Sunday, June 7, 2015

High Water (For Charley Patton)

These flood-water blues
Don't pick and choose. Just? Unjust?
You will get rained on.

Dylan's song "High Water (For Charley Patton)" comes from his 2001 album "Love and Theft." It's a pastiche of old blues song lines (dust my broom, Bertha Mason, the cuckoo is a pretty bird and so on), and named for a song by the late blues master Patton. It's a strong, compelling song, full of the dark foreboding of storm clouds and rising flood waters. It also contains one hell of a banjo part. Like many of Dylan's more recent song, each verse feels self contained.

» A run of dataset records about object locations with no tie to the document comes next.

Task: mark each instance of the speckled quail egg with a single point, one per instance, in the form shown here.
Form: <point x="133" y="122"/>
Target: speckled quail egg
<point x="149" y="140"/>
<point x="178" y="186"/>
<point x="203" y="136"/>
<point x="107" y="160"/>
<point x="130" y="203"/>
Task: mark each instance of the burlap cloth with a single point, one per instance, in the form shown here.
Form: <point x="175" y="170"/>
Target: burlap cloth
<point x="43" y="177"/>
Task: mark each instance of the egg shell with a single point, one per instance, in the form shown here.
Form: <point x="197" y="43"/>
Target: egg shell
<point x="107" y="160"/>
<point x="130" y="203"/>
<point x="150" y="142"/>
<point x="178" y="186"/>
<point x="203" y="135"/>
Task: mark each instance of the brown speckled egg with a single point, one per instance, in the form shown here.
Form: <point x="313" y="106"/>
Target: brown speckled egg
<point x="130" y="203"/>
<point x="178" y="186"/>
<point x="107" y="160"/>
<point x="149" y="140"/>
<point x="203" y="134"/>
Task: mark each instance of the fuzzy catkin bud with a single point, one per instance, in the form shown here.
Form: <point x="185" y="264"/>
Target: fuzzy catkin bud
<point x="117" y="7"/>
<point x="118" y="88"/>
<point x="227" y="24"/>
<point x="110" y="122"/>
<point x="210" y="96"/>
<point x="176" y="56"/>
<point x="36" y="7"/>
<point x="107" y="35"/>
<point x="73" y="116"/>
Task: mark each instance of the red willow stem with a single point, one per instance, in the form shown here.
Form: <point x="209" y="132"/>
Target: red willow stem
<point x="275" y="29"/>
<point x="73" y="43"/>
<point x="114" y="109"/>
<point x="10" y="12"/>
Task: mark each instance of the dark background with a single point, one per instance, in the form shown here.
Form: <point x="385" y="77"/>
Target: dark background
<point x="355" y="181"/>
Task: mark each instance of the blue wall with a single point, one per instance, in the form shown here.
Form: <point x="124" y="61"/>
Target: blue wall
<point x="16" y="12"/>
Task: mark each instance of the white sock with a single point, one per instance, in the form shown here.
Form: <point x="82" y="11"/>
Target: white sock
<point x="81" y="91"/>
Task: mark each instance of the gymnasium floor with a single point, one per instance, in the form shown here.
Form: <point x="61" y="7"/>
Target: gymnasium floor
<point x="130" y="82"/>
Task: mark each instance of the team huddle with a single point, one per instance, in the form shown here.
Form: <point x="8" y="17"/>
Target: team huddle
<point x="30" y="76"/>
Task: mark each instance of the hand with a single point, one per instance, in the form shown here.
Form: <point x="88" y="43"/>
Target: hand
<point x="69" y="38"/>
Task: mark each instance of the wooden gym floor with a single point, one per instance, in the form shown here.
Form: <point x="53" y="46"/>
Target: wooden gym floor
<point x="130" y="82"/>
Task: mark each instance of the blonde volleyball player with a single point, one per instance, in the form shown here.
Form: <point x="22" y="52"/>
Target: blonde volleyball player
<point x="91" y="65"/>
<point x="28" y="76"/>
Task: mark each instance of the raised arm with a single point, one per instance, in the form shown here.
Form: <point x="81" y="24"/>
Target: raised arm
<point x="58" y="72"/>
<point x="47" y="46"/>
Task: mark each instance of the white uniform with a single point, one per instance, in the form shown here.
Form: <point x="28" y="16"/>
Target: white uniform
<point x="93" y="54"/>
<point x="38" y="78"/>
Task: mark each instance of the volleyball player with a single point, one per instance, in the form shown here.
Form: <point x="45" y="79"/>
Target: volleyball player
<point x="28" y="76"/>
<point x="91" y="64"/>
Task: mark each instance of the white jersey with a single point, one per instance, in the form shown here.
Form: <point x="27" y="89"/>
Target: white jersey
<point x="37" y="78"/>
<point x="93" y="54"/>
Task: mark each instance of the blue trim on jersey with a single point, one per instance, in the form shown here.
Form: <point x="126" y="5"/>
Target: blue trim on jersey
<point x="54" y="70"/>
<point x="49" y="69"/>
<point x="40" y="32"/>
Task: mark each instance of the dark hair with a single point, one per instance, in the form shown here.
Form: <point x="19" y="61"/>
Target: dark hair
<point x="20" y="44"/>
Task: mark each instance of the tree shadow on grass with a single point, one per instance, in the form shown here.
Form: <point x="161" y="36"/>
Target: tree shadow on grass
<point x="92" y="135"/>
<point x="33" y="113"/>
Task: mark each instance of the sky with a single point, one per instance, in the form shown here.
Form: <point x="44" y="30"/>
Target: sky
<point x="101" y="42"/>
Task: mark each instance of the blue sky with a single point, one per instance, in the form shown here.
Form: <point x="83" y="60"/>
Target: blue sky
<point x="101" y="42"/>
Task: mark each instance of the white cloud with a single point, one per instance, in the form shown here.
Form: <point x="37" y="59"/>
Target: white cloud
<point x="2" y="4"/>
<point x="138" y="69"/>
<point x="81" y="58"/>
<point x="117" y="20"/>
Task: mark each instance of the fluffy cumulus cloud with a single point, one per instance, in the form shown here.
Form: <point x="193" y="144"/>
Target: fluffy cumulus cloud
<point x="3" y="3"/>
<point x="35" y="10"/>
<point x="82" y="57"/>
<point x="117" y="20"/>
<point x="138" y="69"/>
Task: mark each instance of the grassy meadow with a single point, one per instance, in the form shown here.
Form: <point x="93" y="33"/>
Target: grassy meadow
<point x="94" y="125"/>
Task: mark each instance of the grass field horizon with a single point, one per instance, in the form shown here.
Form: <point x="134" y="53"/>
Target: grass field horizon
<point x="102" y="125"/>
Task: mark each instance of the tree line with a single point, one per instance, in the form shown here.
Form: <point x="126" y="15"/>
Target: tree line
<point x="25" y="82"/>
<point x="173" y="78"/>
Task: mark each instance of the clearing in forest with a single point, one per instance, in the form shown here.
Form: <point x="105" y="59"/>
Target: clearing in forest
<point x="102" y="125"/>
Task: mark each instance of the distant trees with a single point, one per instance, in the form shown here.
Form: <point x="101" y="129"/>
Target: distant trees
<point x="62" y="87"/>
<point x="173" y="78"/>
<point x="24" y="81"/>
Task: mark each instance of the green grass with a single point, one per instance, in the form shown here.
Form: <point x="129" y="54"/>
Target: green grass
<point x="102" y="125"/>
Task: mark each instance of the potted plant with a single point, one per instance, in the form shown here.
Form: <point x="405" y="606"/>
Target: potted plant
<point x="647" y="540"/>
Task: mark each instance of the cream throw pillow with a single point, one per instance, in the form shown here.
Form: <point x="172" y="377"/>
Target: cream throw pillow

How the high water is making things (note that each line is sung before the words "High water everywhere"):
- Nothing standing there
- It's tough out there
- Things are breakin' up out there
- It's rough out there
- It's bad out there

What's happening:
- Gold and silver being stolen
- Big Joe Turner made it to Kansas City. He's thinking dark thoughts on the corner of 12th and Vine. High water.
- Shacks are falling
- People leaving
- Possessions lost
- Bertha Mason says: "You're dancin' with whom they tell you to or you don't dance at all."
- Coffins dropping in the street
- Water in Vicksburg
- The judge is looking for Charles Darwin trapped out on Highway 5.
- The cuckoo is a pretty bird, as we know from the old folk song.
- Fat Nancy isn't feeding Bob like he asked.
- Bob's thinking about dusting his broom in the morning, like Robert Johnson said.
- Thunder over Clarksdale, Mississippi. 
- Bob can't be happy if you're not happy.

There's one break in the doomy spell:

"I got a cravin’ love for blazing speed
Got a hopped-up Mustang Ford
Jump into the wagon, love, throw your panties on the board
I can write you poems, make a strong man lose his mind
I’m no pig without a wig
I hope you treat me kind."

At least someone's having fun down in the flood.